Layoffs declined to 1.69 million, a three-month low. Job openings increased in manufacturing, construction, real estate, information and retail. Vacancies declined in transportation, warehousing and utilities; and in professional and business services.

Nearly Half of S&P 500 Stocks In a Bear Market

The S&P 500 is not yet in a bear market, but nearly half of its components are. The S&P 500 fell on Monday, by 0.25 percent, putting the benchmark index on track for its lowest close since May and stirring fears that a decade-old Wall Street rally may be over. Earlier in the session, the index was down as much as 1.9 percent, before ending the day up 0.18 percent.

The S&P 500 index has been in a correction since October, defined by many investors as a drop of 10 percent or more from a high. It has not crossed the 20 percent threshold, widely viewed as the definition of a bear market.

However, 245 stocks in the S&P 500 – 49 percent of its components – on Monday had fallen 20 percent or more from their 52-week highs.
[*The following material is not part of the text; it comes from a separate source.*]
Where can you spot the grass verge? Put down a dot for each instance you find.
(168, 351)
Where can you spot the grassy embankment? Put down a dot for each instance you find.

Another 127 S&P 500 stocks had fallen 10 percent or more from their 52-week highs, but less than 20 percent.

The index on Monday was down about 10 percent from its Sept. 20 record high close.

Apple, until recently Wall Street’s most valuable company and the largest component of the S&P 500, has declined 27 percent from its record high on October 3.

Pessimism has spread beyond the S&P 500 to smaller companies, with hundreds of stocks hitting lows for the year on a daily basis in recent sessions.

S&P 500 components deepest in bear market territory include Nektar Therapeutics, Coty and General Electric, each down more than 60 percent from its 52-week high.

Microsoft, which in late November dethroned Apple as Wall Street’s largest company, is down 8 percent from its Oct. 3 record high.